Oregon Gov. Ted Kulongoski has lawyers looking at the state’s rights to withhold permits for FERC-approved liquefied natural gas (LNG) projects with which the state disagrees.

In the meantime, officials with one of three proposed LNG projects, NorthernStar Natural Gas’s Bradwood Landing site along the Columbia River, told NGI that they are continuing to work with the state to alleviate concerns now that the project has obtained local land-use approvals from the Clatsop County Commission.

NorthernStar emphasized that it initially applied to Oregon’s Energy Facility Siting Council for permitting and approval. NorthernStar said it considers the state process “inclusive,” and the council has for the most part “worked well for state siting of energy infrastructure projects.” After the Energy Policy Act of 2005 (EPAct), however, Oregon’s attorney general directed the company to apply directly to the Federal Energy Regulatory Commission (FERC).

Nevertheless, the backers of the Bradwood Landing project contend that they have followed through with completing local and state processes, as well as the federal permitting. “To ensure that local concerns would be addressed, we also signed a contract with the county committing that we would not appeal the county’s conditions of approval to FERC,” said Joe Desmond, NorthernStar senior vice president for external affairs.

Neither Oregon’s U.S. Sen. Ron Wyden, helping lead the charge in Congress, nor Kulongoski has come out against an LNG terminal, but they want the state to have a major say in whether one is built, and if it is built, what safety and environmental mitigation measures are imposed.
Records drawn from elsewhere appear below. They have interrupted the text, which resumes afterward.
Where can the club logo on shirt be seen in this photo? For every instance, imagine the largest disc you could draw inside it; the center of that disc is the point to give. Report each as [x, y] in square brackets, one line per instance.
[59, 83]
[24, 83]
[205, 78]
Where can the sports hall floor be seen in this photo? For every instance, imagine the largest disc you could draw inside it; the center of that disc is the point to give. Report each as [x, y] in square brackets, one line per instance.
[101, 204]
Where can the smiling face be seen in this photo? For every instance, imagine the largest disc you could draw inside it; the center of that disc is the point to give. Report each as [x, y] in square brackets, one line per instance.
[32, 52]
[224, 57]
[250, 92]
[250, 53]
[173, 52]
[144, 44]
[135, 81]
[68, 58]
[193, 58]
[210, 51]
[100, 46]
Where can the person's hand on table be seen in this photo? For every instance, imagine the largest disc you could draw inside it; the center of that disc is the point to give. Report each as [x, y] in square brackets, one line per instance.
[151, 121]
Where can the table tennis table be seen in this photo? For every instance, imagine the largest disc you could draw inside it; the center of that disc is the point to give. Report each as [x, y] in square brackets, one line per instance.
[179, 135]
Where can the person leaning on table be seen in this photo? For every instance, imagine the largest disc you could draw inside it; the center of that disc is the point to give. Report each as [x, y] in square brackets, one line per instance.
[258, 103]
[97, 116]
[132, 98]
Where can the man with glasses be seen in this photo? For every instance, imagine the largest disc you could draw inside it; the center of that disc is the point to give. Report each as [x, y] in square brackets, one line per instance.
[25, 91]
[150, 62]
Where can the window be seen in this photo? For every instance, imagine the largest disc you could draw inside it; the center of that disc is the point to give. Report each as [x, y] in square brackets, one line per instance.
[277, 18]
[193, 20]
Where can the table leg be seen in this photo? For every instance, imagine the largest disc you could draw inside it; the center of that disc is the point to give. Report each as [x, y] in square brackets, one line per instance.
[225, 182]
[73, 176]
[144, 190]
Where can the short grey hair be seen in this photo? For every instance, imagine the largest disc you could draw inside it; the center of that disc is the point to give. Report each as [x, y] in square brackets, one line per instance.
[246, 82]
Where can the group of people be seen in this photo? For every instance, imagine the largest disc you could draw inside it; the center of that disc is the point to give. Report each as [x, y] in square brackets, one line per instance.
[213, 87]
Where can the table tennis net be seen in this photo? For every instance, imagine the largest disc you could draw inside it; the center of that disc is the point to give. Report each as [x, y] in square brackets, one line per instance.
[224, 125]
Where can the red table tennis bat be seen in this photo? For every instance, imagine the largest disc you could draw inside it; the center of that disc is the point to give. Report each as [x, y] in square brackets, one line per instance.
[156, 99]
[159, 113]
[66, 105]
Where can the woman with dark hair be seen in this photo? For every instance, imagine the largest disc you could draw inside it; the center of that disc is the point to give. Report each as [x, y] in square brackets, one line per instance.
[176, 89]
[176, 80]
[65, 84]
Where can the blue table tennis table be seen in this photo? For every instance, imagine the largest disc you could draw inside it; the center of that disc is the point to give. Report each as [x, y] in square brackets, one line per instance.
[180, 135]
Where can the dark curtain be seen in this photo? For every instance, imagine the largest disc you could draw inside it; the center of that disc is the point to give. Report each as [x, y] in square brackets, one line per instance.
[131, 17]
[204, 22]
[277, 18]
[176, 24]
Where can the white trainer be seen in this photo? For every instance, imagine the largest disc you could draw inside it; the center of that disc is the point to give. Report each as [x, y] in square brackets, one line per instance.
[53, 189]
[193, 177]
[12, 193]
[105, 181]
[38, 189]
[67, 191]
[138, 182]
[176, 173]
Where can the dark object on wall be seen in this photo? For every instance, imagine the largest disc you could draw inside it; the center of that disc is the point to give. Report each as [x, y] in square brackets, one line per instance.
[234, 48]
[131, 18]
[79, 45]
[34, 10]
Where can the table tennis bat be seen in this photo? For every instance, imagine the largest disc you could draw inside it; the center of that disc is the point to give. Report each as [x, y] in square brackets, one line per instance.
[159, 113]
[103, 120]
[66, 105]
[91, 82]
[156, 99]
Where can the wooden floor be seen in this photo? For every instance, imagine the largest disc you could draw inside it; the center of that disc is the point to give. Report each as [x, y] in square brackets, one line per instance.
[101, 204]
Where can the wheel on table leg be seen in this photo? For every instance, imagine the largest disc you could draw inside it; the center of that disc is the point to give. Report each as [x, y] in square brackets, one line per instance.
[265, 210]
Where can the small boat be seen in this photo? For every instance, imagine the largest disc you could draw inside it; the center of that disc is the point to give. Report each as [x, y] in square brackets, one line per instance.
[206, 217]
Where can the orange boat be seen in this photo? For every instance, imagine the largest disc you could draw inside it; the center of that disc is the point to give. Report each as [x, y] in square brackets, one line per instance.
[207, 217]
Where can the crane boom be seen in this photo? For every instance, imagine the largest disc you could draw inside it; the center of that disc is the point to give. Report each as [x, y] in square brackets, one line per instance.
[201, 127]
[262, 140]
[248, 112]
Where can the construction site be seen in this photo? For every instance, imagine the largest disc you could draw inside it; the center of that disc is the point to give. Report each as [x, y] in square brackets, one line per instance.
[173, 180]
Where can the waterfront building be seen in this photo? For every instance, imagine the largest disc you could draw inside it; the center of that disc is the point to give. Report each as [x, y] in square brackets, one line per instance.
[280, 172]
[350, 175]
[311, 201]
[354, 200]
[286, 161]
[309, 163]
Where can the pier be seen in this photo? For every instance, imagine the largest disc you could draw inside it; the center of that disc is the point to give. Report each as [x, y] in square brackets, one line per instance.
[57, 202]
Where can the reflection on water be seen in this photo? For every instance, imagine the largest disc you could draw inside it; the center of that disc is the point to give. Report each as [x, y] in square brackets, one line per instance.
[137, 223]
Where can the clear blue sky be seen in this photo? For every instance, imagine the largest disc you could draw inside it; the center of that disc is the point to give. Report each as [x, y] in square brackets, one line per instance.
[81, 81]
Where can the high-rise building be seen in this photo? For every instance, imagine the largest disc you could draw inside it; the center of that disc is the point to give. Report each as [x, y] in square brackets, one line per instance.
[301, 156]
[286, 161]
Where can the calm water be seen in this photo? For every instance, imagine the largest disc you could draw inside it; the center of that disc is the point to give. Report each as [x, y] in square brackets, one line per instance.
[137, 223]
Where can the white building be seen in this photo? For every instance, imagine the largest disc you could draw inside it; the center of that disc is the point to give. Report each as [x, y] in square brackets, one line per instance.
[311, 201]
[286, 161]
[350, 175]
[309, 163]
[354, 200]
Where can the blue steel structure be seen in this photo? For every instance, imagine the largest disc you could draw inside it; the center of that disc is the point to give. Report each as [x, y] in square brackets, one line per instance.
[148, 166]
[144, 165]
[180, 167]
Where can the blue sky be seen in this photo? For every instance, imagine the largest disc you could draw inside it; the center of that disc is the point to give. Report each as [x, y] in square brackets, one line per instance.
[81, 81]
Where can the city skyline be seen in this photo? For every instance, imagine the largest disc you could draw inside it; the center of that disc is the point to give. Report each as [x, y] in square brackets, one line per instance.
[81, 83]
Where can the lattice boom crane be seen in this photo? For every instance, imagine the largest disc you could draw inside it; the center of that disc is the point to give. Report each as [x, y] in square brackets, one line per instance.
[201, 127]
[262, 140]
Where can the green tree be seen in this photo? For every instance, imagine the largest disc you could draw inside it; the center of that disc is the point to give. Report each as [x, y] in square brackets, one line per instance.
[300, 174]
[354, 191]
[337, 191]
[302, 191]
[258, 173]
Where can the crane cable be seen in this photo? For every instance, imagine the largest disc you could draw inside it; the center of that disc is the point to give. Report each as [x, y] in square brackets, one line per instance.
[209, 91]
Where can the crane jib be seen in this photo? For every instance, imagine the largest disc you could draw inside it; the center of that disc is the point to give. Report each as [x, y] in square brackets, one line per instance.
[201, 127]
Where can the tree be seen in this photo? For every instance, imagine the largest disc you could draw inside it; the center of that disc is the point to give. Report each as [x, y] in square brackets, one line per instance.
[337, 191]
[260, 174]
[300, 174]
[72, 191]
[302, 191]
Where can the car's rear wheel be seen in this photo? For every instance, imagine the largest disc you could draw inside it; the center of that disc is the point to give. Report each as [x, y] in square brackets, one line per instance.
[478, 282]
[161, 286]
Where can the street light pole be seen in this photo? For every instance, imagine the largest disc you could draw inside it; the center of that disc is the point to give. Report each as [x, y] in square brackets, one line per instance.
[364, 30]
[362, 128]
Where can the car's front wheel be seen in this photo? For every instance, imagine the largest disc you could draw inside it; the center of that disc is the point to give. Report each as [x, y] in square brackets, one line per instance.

Kulongoski has spent the last two weeks traveling around his state and in a foreign trade mission to Europe and Israel pushing hard for more renewable energy development and his vision of making Oregon as carbon neutral as possible.

Early in April, Kulongoski was in Israel talking to global solar energy companies, such as ORMAT Technologies and Solel Solar Systems, about developing manufacturing facilities in Oregon, and days before that he was in Brussels, Belgium talking to European Union (EU) representatives about the EU cap-and-trade system for carbon emissions. Like California, Oregon has a goal of reducing greenhouse gas (GHG) emissions to 1990 levels by 2020.

In the meantime FERC Chairman Joseph Kelliher responded to the governor and other Oregon officials in identical letters dated April 2, rejecting the Oregon elected officials’ call for “a regional review of how best to meet natural gas needs in Oregon and neighboring states.” Kelliher said FERC must focus on making sure safety and environmental standards are met on a site-specific basis while “leaving it to the market to determine which projects are [eventually] constructed.”

“EPAct directs the Commission to establish a schedule for regulatory review by the Commission and relevant federal and state agencies that ensures ‘expeditious completion’ of proceedings,” Kelliher said in his three-page letter responding to Kulongoski and Oregon’s Congressional delegation that had written FERC. “Regional planning exercises that delay [FERC] review of proposed projects would be inconsistent with that requirement.”

Wyden criticized the FERC process in comments quoted Monday by the Portland Oregonian newspaper, and Kulongoski was reported to have asked state Attorney General Hardy Meyers to “research the state’s legal authority to withhold necessary permits under state clean air, clean water and coastal zone management acts if FERC does not address his concerns.”

The senator argued that the FERC process doesn’t actually address the state’s environmental concerns and the array of five different LNG proposals in the state promises “far more gas than we could ever use, yet the federal agency won’t even address the threshold questions,” the Oregonian report quoted Wyden as saying.

Wyden and three other senators whose states have been proposed as sites for controversial LNG projects last week introduced legislation to repeal a provision in the EPAct that gave FERC exclusive authority to site onshore LNG terminals (see related story).